Brave may have told a new generation of little girls that they could accomplish anything, but where a bow and arrow aren’t concerned, little ladies are still struggling — in math class. It would seem that even when parents aren’t inadvertently setting their daughters up for a disadvantage in numbers, modern math teachers are operating under the assumption that girls just can’t hack that geometry. Another new study affirms that even though girls can certainly hold their on math exams, their test scores can sink faster than that annoying boat in all those word problems due to anxiety.

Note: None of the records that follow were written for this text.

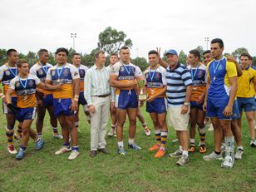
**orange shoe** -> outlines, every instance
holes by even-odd
[[[157,153],[155,155],[155,158],[161,158],[165,155],[166,151],[165,150],[160,149]]]
[[[199,146],[199,152],[200,153],[206,153],[206,146],[205,146],[205,145],[201,145]]]
[[[190,146],[190,149],[188,150],[189,152],[192,152],[192,153],[194,153],[194,150],[195,150],[194,146]]]
[[[150,147],[149,149],[149,150],[153,151],[153,150],[158,150],[160,148],[160,145],[155,144],[152,147]]]

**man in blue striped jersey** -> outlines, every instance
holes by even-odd
[[[160,53],[160,50],[158,50]],[[159,54],[160,56],[160,54]],[[166,52],[168,63],[160,57],[160,64],[166,68],[167,102],[171,124],[176,130],[180,148],[170,157],[180,157],[177,165],[183,166],[189,160],[189,114],[192,93],[191,75],[187,67],[179,62],[178,53],[170,49]]]

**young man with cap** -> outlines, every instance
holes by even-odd
[[[74,112],[78,108],[79,81],[78,70],[67,63],[68,51],[58,48],[55,53],[57,64],[51,67],[47,75],[46,83],[61,85],[62,89],[53,91],[54,115],[57,117],[62,128],[63,145],[55,155],[71,150],[67,160],[74,160],[79,155],[77,129],[75,126]],[[71,132],[72,146],[70,146]]]
[[[49,52],[46,49],[40,49],[38,52],[39,61],[30,68],[30,74],[37,76],[42,82],[45,82],[48,69],[52,66],[47,63],[49,59]],[[40,89],[38,91],[43,93],[42,96],[37,96],[37,117],[36,121],[36,127],[37,135],[42,136],[43,121],[47,110],[50,116],[50,123],[52,127],[53,138],[62,139],[62,135],[58,134],[57,120],[53,113],[53,96],[52,91]]]
[[[160,50],[158,51],[160,53]],[[160,54],[159,54],[160,55]],[[192,93],[191,75],[187,67],[179,62],[178,53],[170,49],[165,52],[168,63],[160,57],[160,63],[166,67],[167,105],[170,120],[176,130],[180,148],[170,157],[180,157],[177,165],[183,166],[189,160],[189,114]]]

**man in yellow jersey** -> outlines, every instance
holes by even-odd
[[[249,57],[250,56],[248,53],[243,53],[240,56],[240,66],[243,70],[243,75],[239,77],[238,81],[237,98],[240,111],[239,126],[241,129],[242,111],[244,109],[251,136],[250,145],[256,147],[254,118],[254,112],[256,111],[256,103],[254,98],[256,90],[256,71],[250,66]]]
[[[36,87],[57,90],[57,86],[47,86],[41,82],[39,78],[28,74],[28,64],[26,60],[20,60],[17,64],[19,75],[13,78],[9,84],[6,95],[6,103],[10,108],[16,109],[16,118],[22,124],[22,138],[20,150],[16,155],[17,160],[22,160],[25,155],[29,137],[36,142],[36,150],[41,150],[44,141],[37,135],[36,131],[32,130],[31,125],[36,115]],[[17,93],[17,106],[12,104],[12,94]]]
[[[62,90],[53,91],[54,115],[57,117],[63,135],[63,145],[55,154],[60,155],[71,150],[67,160],[74,160],[79,155],[77,129],[75,126],[74,112],[78,108],[79,73],[71,64],[67,63],[68,51],[61,47],[56,51],[57,64],[51,67],[47,75],[46,83],[62,86]],[[70,147],[71,132],[72,147]]]
[[[52,64],[48,63],[49,52],[46,49],[40,49],[38,52],[39,61],[30,68],[30,74],[37,76],[42,82],[45,82],[47,71],[49,68],[52,66]],[[57,120],[53,114],[53,96],[52,92],[38,89],[39,91],[43,93],[43,96],[40,97],[37,96],[37,116],[36,121],[36,127],[37,135],[39,137],[42,136],[42,127],[43,121],[46,115],[46,111],[47,110],[50,116],[50,123],[52,127],[53,138],[62,139],[62,135],[58,134],[57,130]]]

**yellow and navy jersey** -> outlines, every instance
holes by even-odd
[[[238,80],[238,97],[251,98],[255,95],[254,83],[256,82],[256,71],[248,66],[243,69],[243,74]]]
[[[83,65],[80,65],[78,67],[76,67],[79,72],[80,76],[80,92],[83,92],[85,90],[85,76],[86,74],[86,71],[88,71],[88,67]]]
[[[37,76],[30,74],[25,79],[22,79],[17,76],[10,81],[9,88],[13,89],[17,93],[17,107],[28,108],[36,106],[36,88],[40,82]]]
[[[33,65],[30,68],[29,72],[31,75],[37,76],[42,82],[45,82],[47,71],[52,66],[52,65],[50,63],[42,65],[40,62],[37,62],[35,65]],[[47,91],[47,90],[40,89],[40,88],[38,89],[46,95],[52,94],[52,91]]]
[[[144,72],[144,76],[149,96],[158,94],[167,85],[166,70],[159,65],[155,69],[148,67]],[[165,93],[158,97],[165,97]]]
[[[55,99],[73,98],[73,80],[79,79],[78,70],[70,63],[62,66],[57,65],[48,70],[46,80],[52,81],[52,85],[62,85],[60,91],[53,91]]]
[[[17,66],[10,67],[7,63],[5,63],[0,67],[0,82],[2,84],[3,94],[7,93],[11,80],[15,78],[17,75]],[[12,96],[17,96],[15,91],[12,94]]]
[[[193,82],[190,101],[195,101],[205,91],[207,80],[206,66],[203,63],[199,63],[195,67],[190,65],[187,68],[191,74]]]
[[[214,99],[229,97],[229,78],[237,76],[235,64],[228,62],[225,57],[210,62],[207,66],[207,78],[211,81],[208,97]]]
[[[117,76],[118,81],[129,82],[134,81],[135,77],[142,76],[142,72],[139,66],[132,63],[124,64],[121,62],[116,62],[111,66],[111,75]],[[119,94],[120,90],[130,90],[131,87],[116,89],[116,94]]]

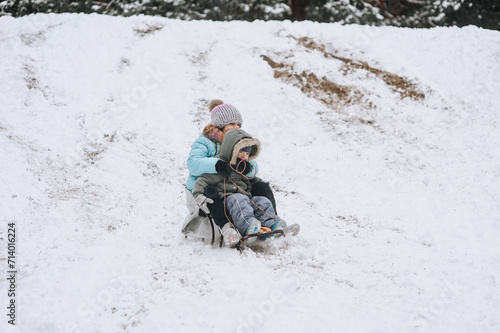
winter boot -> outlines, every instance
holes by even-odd
[[[247,231],[245,232],[245,236],[251,234],[257,234],[259,231],[260,231],[260,221],[255,219],[248,226]],[[246,240],[247,244],[252,244],[254,242],[255,242],[255,237],[250,237]]]
[[[235,247],[240,241],[240,234],[233,228],[231,223],[226,223],[222,228],[222,237],[224,237],[224,245],[227,247]]]
[[[300,231],[300,224],[294,223],[290,226],[286,226],[283,231],[286,236],[297,236]]]
[[[276,221],[273,226],[271,227],[271,231],[275,231],[275,230],[283,230],[285,229],[285,226],[286,226],[286,222],[285,220],[278,220]],[[267,239],[268,237],[279,237],[281,236],[281,234],[274,234],[274,235],[264,235],[264,236],[260,236],[259,239],[262,239],[262,240],[265,240]]]

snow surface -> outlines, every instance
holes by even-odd
[[[0,32],[0,331],[500,331],[499,32],[71,14]],[[364,97],[323,103],[263,55]],[[213,98],[261,139],[298,237],[241,254],[182,237]]]

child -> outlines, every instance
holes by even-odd
[[[231,167],[227,161],[223,161],[215,157],[220,152],[220,145],[227,131],[230,129],[239,129],[243,123],[243,118],[236,107],[231,104],[224,103],[220,99],[210,101],[209,105],[211,122],[205,126],[203,132],[194,141],[189,157],[187,159],[187,167],[189,169],[189,177],[186,181],[186,188],[193,192],[193,187],[196,179],[202,174],[220,174],[224,177],[231,172]],[[248,178],[255,177],[258,171],[257,162],[251,162],[251,168],[248,168],[248,173],[245,174]],[[276,202],[273,192],[269,184],[265,182],[254,183],[252,186],[252,194],[265,196],[273,203],[276,211]],[[231,233],[231,229],[227,229],[227,218],[223,202],[220,200],[217,190],[214,188],[206,188],[205,196],[209,198],[205,202],[204,208],[206,213],[210,213],[215,220],[215,223],[224,231]],[[186,193],[188,206],[190,205],[191,193]],[[224,236],[224,238],[228,238]]]
[[[194,184],[193,195],[200,208],[208,212],[207,203],[211,199],[205,196],[206,188],[214,186],[218,196],[224,201],[226,212],[232,219],[234,226],[241,235],[258,233],[262,226],[271,230],[283,230],[285,221],[280,219],[273,208],[271,201],[264,196],[252,196],[252,186],[261,180],[257,177],[249,177],[252,169],[251,160],[260,153],[260,141],[252,138],[241,129],[229,130],[222,141],[220,160],[228,163],[230,173],[228,176],[220,174],[204,174],[198,177]],[[227,219],[228,221],[228,219]],[[223,230],[229,230],[226,225]],[[234,246],[238,238],[229,237],[229,246]],[[227,237],[225,235],[225,237]],[[228,241],[226,240],[226,241]],[[253,242],[254,237],[247,240]]]

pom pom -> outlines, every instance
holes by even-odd
[[[212,112],[212,110],[216,107],[216,106],[219,106],[221,104],[224,104],[223,101],[221,101],[220,99],[213,99],[210,101],[210,106],[208,107],[208,109],[210,110],[210,112]]]

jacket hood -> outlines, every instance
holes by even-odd
[[[253,138],[242,129],[229,130],[222,140],[219,157],[230,164],[236,164],[238,152],[246,147],[252,147],[249,160],[259,156],[261,150],[259,139]]]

Cambridge University researchers reportedly studied 433 British secondary school children to discern if math anxiety impacts the performance of both boys and girls. After controlling for test anxiety, researchers learned that girls generally do just fine. But when they panic, they panic hard:

The investigators found children with higher mathematics anxiety have a lower mathematics performance, but girls showed higher levels of mathematics anxiety than boys and it was a significant indicator of their performance. The fact that there were no gender differences in maths performance despite higher mathematics anxiety in girls could suggest that girls could have the potential to perform better in mathematics were it not for higher levels of anxiety.

Anxiety otherwise tanking girls’ math scores highlights the cultural problem we seem to even subconsciously maintain between ladies and math, from mothers “transmitting” their anxiety to their daughters to other researchers stumbling upon severe gender stereotyping by parents. Little boys meanwhile generally get familiar with numbers from a very young age, getting encouragement and therefore confidence. Yet a little girl can’t even walk into a department store without encountering a suggestion that she sucks at math because she’s a lady.